Anlatmaya başlıyor Mr. Mattock. O zor Gal lehçesini çözmek yerine yüzündeki acı ve nefreti izliyorum bir süreliğine. Anlatıkça dinliyor, dinledikçe daha çok şaşırıyorum.

Futbolun İngiltere gerçeği esasında hiçbir kitapta bulunmayan acılarla dolu. Endüstriyel dönemin getirdiği gelir dağılımının uçurumlaşmasının bir sonucu ortaya Kraliyet'in çıkardığı bir oyundur aslında Futbol. Kabul, olayı bu kadar basite indirgemek şu an milyarlarca dolarlık bir endüstriyi görmezlikten gelmek değil aslında, tıpkı 40'lı yıllarda yeni kurulan bir cumhuriyette okullarda okutulan tarih müfredatında 700 yıllık bir imparatorluğu görmezlikten gelmek gibi bir duruma benziyor bu. Acı geçmişi unutmak istemek, geleceğe umutla bakmayı istemek gibi.

Acılar,Umut ve Korkular..

Hiçbir devrim yahut ihtilal kansız olmamıştır. Özellikle 1800'li yıllardaki Gal, İrlanda, İskoçyalıların İngiliz kraliyetine karşı hissetikleri gibi.

Top tüfeğin geçerliliğini yitirmeye başladığı Buhar devriminde üniter devletlerin halkına daha çok eğlence vaat etmesi gerekiyordu. Bu durumu Antik Helen ve Roma devrinde görebiliriz, savaştan bıkmış yoksul halkı eğlendirmek Totaliter kesimi epeyce düşündürmüştür. Kolezyonlar, olimpiyatlar bunun için kurulmuştur.

Ama sanayi devriminde halkın komün düşünce sistemini düşünmesi için zamanı bile yoktu. Çalışan makinalar, istihdam yaratılan şehirler, halkı tarımsal komünütden makine ile çalışan toplumlar haline getirmeye başladığında halkın hazineye daha çok para bırakması gerekiyordu, tek çözüm buydu; Futbol.

Tek sorun bu oyunu oynanacak yerlerin, kuralların, kullanacak demirin, çeliğin nasıl olduğu değildi, ağır koşullarda çalışacak insan sayısını bulabilmekti. Kraliye çözümü bulmuştu, Gal ve İrlandalılar.

Protestan kesimi ortadoks topraklarında çalıştırmak Papa'nın bile umurunda değildi. Onun tek istediği daha az Hristiyan kesiminin ölmesiydi. Nitekim Kraliyet bunun sözünü vermişti; Artık iç savaş olmayacaktı.

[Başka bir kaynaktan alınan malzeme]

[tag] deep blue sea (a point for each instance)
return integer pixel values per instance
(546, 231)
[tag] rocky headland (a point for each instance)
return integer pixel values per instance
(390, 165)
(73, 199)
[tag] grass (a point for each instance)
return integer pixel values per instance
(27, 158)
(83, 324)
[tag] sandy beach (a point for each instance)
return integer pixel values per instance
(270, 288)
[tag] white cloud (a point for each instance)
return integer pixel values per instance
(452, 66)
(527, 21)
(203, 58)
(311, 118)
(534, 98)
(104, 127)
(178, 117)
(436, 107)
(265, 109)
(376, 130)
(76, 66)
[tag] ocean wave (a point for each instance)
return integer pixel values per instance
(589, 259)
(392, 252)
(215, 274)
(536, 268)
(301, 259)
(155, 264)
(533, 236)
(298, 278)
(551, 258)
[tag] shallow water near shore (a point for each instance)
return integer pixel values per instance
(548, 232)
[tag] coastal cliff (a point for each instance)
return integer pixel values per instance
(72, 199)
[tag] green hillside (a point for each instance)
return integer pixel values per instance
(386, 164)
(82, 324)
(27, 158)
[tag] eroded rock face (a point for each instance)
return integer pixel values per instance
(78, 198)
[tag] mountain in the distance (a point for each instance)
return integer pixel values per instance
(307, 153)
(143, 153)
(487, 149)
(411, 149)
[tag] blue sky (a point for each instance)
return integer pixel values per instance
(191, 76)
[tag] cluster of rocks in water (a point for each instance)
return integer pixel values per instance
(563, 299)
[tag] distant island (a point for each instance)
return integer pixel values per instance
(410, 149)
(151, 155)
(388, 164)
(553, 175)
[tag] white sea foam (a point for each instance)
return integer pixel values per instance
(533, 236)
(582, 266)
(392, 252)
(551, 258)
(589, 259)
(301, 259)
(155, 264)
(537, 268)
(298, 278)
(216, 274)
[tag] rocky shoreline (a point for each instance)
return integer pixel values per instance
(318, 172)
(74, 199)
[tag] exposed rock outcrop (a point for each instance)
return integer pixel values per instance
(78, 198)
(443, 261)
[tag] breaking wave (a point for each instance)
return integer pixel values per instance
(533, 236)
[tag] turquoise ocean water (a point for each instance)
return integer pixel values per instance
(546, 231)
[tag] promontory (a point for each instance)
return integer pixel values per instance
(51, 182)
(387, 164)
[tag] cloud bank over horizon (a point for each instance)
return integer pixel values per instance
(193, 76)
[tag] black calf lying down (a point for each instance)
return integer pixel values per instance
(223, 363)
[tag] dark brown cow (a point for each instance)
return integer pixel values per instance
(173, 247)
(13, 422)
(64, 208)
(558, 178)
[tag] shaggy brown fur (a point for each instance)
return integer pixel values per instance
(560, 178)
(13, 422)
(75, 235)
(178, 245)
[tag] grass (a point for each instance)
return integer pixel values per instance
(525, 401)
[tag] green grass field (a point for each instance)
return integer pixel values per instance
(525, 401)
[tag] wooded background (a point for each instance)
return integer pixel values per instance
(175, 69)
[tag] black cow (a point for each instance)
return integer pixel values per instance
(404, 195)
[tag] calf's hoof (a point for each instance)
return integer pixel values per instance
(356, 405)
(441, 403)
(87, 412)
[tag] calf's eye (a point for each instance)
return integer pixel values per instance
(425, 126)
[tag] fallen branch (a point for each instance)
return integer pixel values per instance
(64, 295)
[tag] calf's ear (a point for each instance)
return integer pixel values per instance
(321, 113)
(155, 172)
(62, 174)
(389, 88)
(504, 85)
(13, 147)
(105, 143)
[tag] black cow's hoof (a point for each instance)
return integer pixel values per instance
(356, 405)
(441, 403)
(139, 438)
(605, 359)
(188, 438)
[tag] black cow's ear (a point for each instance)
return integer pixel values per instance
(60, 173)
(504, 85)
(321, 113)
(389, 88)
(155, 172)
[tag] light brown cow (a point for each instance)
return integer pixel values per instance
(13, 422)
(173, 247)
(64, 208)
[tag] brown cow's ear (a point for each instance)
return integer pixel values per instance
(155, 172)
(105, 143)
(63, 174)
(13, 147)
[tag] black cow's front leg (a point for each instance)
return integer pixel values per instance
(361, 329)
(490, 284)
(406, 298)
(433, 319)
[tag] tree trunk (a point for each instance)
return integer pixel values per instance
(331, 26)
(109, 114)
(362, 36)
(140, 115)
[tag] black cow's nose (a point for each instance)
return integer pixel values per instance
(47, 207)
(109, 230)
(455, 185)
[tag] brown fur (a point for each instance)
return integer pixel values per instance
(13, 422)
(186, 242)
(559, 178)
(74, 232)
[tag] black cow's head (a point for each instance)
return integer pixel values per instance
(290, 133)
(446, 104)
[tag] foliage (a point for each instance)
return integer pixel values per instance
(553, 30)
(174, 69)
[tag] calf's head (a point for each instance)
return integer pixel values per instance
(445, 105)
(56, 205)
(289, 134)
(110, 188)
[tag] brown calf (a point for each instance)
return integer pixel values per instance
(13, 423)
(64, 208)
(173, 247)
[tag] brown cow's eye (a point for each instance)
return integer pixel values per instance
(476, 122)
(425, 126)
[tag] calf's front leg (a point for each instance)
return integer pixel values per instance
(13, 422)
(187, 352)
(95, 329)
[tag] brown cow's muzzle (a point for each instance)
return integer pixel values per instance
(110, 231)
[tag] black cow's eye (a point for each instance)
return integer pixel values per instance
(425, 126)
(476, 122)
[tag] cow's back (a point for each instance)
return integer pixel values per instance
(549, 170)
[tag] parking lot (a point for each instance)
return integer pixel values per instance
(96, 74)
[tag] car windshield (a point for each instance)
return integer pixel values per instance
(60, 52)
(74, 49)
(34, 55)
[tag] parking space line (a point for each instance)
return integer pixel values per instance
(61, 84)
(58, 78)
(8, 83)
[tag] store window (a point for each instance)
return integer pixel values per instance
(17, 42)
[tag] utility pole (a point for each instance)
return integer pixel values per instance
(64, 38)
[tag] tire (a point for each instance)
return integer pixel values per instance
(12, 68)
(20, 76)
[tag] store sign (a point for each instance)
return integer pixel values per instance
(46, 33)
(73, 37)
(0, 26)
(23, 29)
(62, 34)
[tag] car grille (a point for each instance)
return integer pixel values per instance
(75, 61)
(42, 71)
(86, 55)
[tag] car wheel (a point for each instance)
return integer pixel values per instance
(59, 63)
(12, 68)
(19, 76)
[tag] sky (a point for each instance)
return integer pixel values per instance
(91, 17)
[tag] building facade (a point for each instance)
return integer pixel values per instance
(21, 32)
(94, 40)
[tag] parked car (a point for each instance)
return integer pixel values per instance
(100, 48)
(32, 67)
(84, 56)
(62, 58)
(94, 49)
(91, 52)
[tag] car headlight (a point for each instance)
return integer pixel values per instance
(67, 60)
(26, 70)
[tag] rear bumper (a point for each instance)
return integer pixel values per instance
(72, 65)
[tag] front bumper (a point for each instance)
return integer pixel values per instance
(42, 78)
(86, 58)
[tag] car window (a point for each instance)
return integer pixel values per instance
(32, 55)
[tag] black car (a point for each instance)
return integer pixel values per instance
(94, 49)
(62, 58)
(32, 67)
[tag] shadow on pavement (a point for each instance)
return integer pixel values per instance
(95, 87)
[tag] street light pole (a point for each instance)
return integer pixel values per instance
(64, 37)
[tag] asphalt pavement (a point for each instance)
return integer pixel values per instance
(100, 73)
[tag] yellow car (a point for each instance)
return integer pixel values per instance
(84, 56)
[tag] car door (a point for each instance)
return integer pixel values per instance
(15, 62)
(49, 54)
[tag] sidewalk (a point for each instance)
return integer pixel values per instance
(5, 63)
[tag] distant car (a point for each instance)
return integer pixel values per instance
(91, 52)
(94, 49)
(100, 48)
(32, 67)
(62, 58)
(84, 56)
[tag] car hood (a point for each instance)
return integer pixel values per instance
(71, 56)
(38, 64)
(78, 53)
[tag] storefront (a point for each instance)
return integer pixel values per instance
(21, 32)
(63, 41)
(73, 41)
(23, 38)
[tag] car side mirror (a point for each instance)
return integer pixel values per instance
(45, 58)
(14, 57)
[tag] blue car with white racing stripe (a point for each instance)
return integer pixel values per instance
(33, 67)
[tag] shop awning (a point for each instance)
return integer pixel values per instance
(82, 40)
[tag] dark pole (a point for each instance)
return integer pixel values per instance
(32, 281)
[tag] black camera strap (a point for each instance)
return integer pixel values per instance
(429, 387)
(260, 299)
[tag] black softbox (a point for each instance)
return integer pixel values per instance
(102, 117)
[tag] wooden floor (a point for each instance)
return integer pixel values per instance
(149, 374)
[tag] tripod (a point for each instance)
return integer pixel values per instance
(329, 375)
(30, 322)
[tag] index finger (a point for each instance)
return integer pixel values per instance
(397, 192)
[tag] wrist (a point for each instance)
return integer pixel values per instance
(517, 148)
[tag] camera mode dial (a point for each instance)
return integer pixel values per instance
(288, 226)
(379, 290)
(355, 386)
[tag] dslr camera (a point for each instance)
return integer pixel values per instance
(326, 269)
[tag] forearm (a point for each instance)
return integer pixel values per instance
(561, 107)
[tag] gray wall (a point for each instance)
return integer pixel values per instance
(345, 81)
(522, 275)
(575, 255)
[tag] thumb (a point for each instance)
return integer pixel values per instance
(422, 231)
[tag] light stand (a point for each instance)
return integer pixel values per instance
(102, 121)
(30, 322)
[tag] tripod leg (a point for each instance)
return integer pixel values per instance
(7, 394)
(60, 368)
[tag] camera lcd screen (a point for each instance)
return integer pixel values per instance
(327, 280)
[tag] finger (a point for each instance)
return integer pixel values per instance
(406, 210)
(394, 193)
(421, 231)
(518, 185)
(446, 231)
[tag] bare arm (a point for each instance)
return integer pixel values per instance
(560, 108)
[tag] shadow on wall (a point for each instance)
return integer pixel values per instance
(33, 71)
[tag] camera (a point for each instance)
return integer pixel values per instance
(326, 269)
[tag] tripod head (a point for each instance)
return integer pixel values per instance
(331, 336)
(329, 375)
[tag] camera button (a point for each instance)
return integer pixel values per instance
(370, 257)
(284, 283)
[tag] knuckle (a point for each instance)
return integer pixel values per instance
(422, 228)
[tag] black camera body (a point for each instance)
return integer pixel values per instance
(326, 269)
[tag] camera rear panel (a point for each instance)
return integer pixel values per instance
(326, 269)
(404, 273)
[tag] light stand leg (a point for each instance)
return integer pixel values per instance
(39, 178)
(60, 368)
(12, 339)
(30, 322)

İrlandalılar çalıştırılmak üzere güneye getiriliyordu artık. Görevleri modern kolezyonlar kurmaktı. Stadları kurarken İngilizlerin bu oyunu nasıl oynacaklarına dair anektodlar yapıyorlardı aralarında, çünkü bu oyun kendi atalarına aitti. Hatta ingiliz kömür işçilerine bu oyunun gerçek kurallarını öğrettiler. Artık ingilizler için El yoktu, ayak vardı. bekçi yoktu kale vardı. İngilizler bu oynu oynamaya başladıklarında esasında İskoç rugbysinden bir farkı olmadıklarını gördüler. Hatta bu oyuna Scot Ball dediler.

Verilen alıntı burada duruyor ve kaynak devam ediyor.